FICHE QUESTION
11ème législature
Question N° : 40405  de  M.   Boucheron Jean-Michel ( Socialiste - Ille-et-Vilaine ) QE
Ministère interrogé :  emploi et solidarité
Ministère attributaire :  emploi et solidarité
Question publiée au JO le :  24/01/2000  page :  419
Réponse publiée au JO le :  28/08/2000  page :  5068
Rubrique :  travail
Tête d'analyse :  licenciement irrégulier ou abusif
Analyse :  indemnisation
Texte de la QUESTION : M. Jean-Michel Boucheron attire l'attention de Mme la ministre de l'emploi et de la solidarité sur le montant de l'indemnité octroyée aux employés licenciés sans cause réelle et sérieuse. Actuellement, comme le prévoit l'article L. 122-14-4 du code du travail, en cas de licenciement abusif, le tribunal octroie au salarié une indemnité minimale égale aux six derniers mois de salaire. Cette indemnité est dérisoire pour les salariés ayant beaucoup d'ancienneté et peu dissuasive pour l'employeur. Il lui demande si cette indemnité ne pourrait pas être augmentée d'un mois par année d'ancienneté. Cela permettrait d'indemniser de façon plus juste le préjudice subi, voire de dissuader certains employeurs de procéder à des licenciements abusifs.

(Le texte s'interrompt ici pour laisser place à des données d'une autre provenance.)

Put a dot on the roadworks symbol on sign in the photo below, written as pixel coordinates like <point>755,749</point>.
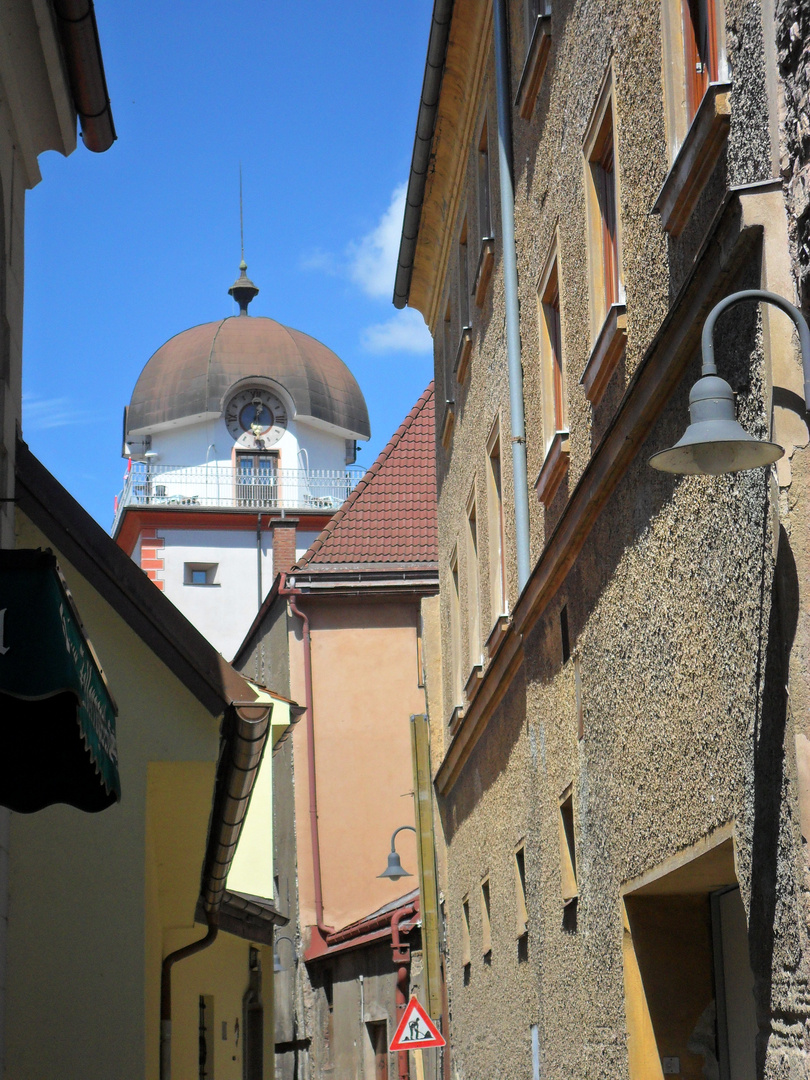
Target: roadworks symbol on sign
<point>416,1030</point>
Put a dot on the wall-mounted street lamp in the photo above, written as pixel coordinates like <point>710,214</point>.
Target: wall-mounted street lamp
<point>394,869</point>
<point>714,443</point>
<point>278,966</point>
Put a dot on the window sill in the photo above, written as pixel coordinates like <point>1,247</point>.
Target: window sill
<point>534,69</point>
<point>696,159</point>
<point>448,422</point>
<point>462,354</point>
<point>553,470</point>
<point>484,272</point>
<point>456,717</point>
<point>473,682</point>
<point>497,634</point>
<point>606,353</point>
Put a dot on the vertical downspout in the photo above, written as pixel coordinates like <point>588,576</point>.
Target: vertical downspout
<point>401,995</point>
<point>165,991</point>
<point>314,834</point>
<point>258,561</point>
<point>510,288</point>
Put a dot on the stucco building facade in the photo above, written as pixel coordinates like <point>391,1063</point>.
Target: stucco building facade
<point>620,745</point>
<point>346,631</point>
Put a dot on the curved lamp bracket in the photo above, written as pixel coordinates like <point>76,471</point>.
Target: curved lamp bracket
<point>710,367</point>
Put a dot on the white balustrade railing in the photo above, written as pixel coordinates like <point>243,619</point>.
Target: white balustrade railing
<point>234,487</point>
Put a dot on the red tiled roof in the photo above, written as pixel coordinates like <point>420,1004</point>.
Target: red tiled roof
<point>391,514</point>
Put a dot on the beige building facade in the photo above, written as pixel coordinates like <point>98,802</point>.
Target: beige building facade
<point>620,748</point>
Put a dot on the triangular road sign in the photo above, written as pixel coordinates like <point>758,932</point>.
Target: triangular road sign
<point>416,1030</point>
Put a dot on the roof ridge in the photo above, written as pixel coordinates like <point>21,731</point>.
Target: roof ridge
<point>366,480</point>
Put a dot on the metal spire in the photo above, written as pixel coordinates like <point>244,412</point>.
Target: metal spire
<point>242,289</point>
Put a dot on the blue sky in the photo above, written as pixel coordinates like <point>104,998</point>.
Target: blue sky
<point>124,250</point>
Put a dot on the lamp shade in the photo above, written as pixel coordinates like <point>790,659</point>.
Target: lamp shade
<point>394,869</point>
<point>714,443</point>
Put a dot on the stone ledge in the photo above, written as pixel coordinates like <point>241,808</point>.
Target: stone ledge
<point>534,69</point>
<point>605,353</point>
<point>553,469</point>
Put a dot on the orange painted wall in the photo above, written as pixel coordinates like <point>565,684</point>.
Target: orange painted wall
<point>365,688</point>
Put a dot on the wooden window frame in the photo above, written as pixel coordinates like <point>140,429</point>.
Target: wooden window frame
<point>554,400</point>
<point>567,847</point>
<point>486,918</point>
<point>522,912</point>
<point>466,940</point>
<point>496,526</point>
<point>473,583</point>
<point>697,106</point>
<point>603,202</point>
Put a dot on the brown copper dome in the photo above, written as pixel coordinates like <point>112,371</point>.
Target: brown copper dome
<point>191,374</point>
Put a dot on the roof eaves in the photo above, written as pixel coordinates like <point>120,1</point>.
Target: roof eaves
<point>125,588</point>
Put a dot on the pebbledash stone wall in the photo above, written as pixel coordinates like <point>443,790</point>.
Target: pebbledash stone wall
<point>793,44</point>
<point>682,606</point>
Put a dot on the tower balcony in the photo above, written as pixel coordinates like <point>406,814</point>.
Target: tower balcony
<point>256,485</point>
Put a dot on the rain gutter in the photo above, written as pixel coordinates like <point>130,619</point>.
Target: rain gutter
<point>79,36</point>
<point>440,32</point>
<point>315,946</point>
<point>510,292</point>
<point>246,727</point>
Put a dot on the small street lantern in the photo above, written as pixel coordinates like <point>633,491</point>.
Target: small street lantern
<point>278,966</point>
<point>394,869</point>
<point>715,443</point>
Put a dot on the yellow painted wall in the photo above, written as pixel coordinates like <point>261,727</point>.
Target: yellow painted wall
<point>89,891</point>
<point>366,686</point>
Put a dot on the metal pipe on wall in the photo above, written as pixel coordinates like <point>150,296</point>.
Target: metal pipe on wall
<point>314,833</point>
<point>510,289</point>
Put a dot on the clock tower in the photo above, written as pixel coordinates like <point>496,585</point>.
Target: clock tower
<point>240,442</point>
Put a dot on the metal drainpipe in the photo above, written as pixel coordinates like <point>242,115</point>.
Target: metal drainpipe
<point>165,991</point>
<point>314,834</point>
<point>510,288</point>
<point>258,559</point>
<point>402,981</point>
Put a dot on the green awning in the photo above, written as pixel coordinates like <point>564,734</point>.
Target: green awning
<point>57,717</point>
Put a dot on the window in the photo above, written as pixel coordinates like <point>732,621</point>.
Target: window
<point>486,926</point>
<point>455,633</point>
<point>567,847</point>
<point>463,278</point>
<point>697,103</point>
<point>257,480</point>
<point>486,254</point>
<point>485,216</point>
<point>466,954</point>
<point>522,915</point>
<point>602,210</point>
<point>473,601</point>
<point>603,172</point>
<point>552,374</point>
<point>608,322</point>
<point>200,574</point>
<point>495,505</point>
<point>700,51</point>
<point>537,43</point>
<point>551,351</point>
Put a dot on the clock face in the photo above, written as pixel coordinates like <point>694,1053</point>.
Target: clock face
<point>255,418</point>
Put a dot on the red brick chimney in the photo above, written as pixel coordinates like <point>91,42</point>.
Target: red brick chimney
<point>284,534</point>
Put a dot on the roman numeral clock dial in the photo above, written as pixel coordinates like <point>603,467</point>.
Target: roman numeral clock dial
<point>255,418</point>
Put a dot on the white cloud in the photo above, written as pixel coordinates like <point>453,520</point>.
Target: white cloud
<point>42,414</point>
<point>405,333</point>
<point>373,258</point>
<point>319,259</point>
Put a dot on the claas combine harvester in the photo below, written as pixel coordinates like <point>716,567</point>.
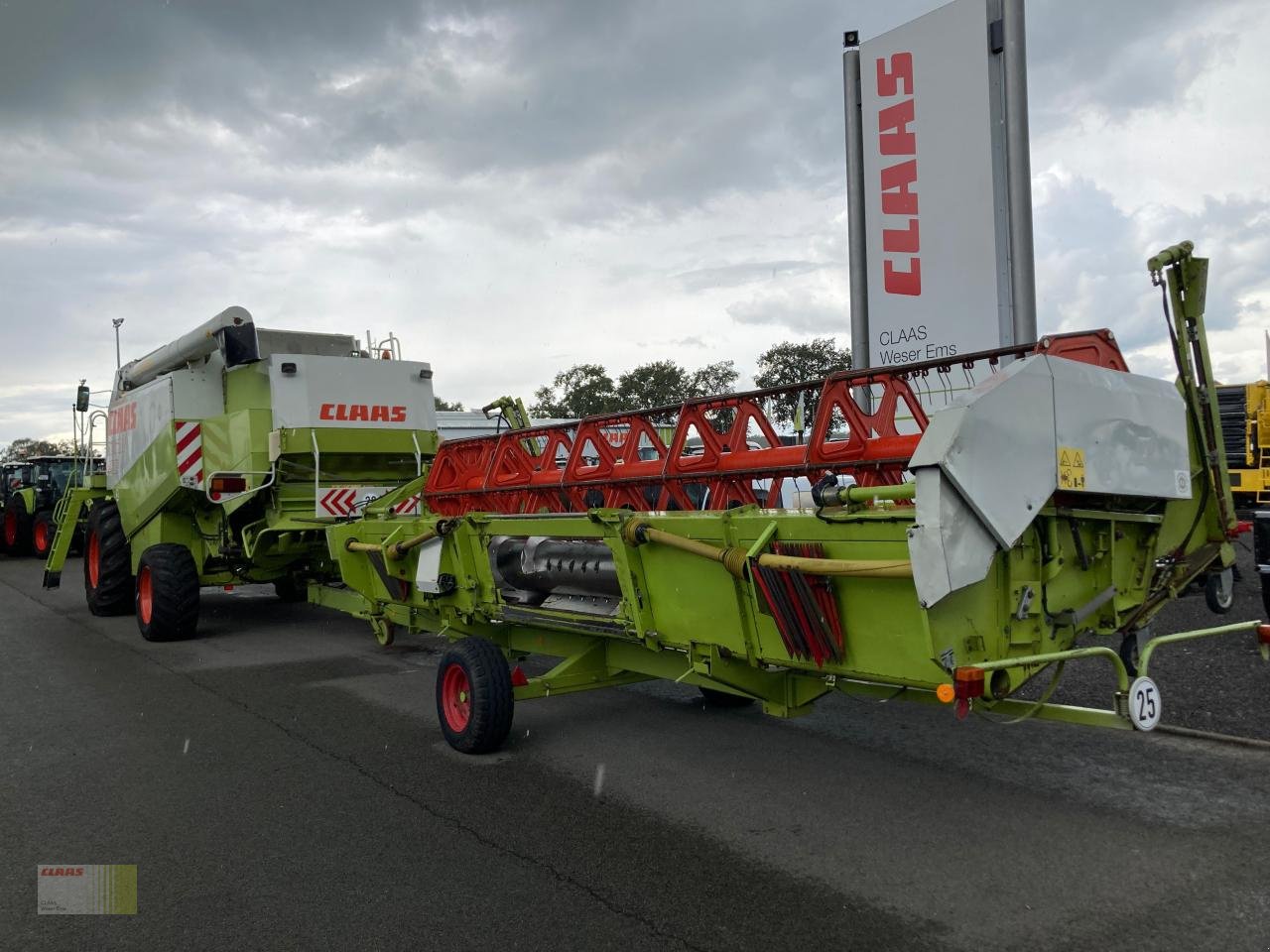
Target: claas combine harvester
<point>229,451</point>
<point>959,546</point>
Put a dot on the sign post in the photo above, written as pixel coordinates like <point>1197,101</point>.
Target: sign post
<point>939,185</point>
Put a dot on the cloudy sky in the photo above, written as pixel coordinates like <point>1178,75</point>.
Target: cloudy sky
<point>517,186</point>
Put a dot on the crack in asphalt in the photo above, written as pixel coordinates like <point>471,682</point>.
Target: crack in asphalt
<point>529,860</point>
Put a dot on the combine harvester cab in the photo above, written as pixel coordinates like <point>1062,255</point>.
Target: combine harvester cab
<point>229,451</point>
<point>1053,507</point>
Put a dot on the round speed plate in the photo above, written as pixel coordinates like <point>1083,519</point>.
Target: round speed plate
<point>1144,703</point>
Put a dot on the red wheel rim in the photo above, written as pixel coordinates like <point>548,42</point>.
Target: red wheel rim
<point>94,558</point>
<point>145,595</point>
<point>456,698</point>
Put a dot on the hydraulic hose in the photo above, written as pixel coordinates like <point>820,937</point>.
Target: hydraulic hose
<point>638,532</point>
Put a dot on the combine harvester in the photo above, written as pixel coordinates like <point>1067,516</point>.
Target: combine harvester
<point>957,548</point>
<point>1062,499</point>
<point>229,452</point>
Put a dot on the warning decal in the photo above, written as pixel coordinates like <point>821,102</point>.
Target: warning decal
<point>1071,468</point>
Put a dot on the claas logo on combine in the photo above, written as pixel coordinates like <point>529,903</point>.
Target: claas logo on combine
<point>366,413</point>
<point>122,419</point>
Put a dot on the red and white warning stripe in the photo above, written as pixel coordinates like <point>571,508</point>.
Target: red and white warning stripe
<point>190,453</point>
<point>340,500</point>
<point>350,500</point>
<point>409,507</point>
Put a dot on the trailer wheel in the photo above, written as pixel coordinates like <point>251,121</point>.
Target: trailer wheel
<point>167,593</point>
<point>107,562</point>
<point>721,698</point>
<point>42,531</point>
<point>474,696</point>
<point>17,526</point>
<point>1219,592</point>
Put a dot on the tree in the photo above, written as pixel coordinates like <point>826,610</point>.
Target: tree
<point>714,380</point>
<point>26,447</point>
<point>583,390</point>
<point>656,384</point>
<point>788,363</point>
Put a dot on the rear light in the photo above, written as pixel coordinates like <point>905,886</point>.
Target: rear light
<point>968,683</point>
<point>223,485</point>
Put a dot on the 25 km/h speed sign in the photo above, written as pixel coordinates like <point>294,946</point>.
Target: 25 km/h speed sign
<point>1144,706</point>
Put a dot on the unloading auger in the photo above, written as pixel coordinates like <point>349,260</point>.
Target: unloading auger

Texte de la REPONSE : L'honorable parlementaire a appelé l'attention de Mme la ministre de l'emploi et de la solidarité sur le montant de l'indemnité octroyée aux employés licenciés sans cause réelle et sérieuse. Il lui demande si cette indemnité ne pourrait pas être augmentée d'un mois par année d'ancienneté afin d'indemniser de façon plus juste le préjudice subi, voire de dissuader certains employeurs de procéder à des licenciements abusifs. L'article L. 122-14-4 du code du travail prévoit, en cas de licenciement survenant pour une cause qui n'est pas réelle et sérieuse, une indemnité qui ne peut être inférieure aux salaires des six derniers mois. Cette indemnité est une indemnité minimale qu'il appartient au juge de fixer en fonction du préjudice subi. Les sommes allouées au titre des dommages et intérêts peuvent atteindre des montants allant jusqu'à quinze mois de salaire, notamment quand la mesure atteint un salarié âgé confronté à des difficultés particulières de reclassement (Cass. Soc. 27 février 1980) appréciées au jour de la décision du juge. Cette indemnité se cumule avec l'indemnité légale de licenciement, prévue à l'article L. 122-9 du code du travail, qui est due à tout salarié qui compte deux ans d'ancienneté ininterrompue au service du même employeur. L'indemnité légale de licenciement constitue un minimum auquel se substitue, lorsqu'elle est plus favorable, l'indemnité prévue par la convention collective, le contrat de travail ou les usages. En outre, la Cour de cassation admet la possibilité d'un cumul entre les dommages et les intérêts pour licenciement sans cause réelle et sérieuse et l'indemnité réparant le préjudice résultant de procédés vexatoires dans la mise en oeuvre ou les circonstances du licenciement (Cass. Soc. 17 juillet 1996). Des dommages et intérêts peuvent également être alloués au salarié en raison du préjudice subi par lui postérieurement au licenciement en raison du dénigrement dont il est l'objet de la part de son employeur (Cass. Soc. 3 juillet 1996). Enfin, la loi prévoit le remboursement par l'employeur fautif des allocations chômage versées au salarié par les Assedic dans la limite de six mois. Dès lors, le dispositif législatif et jurisprudentiel s'avère protecteur des intérêts des salariés et dissuasif pour l'employeur.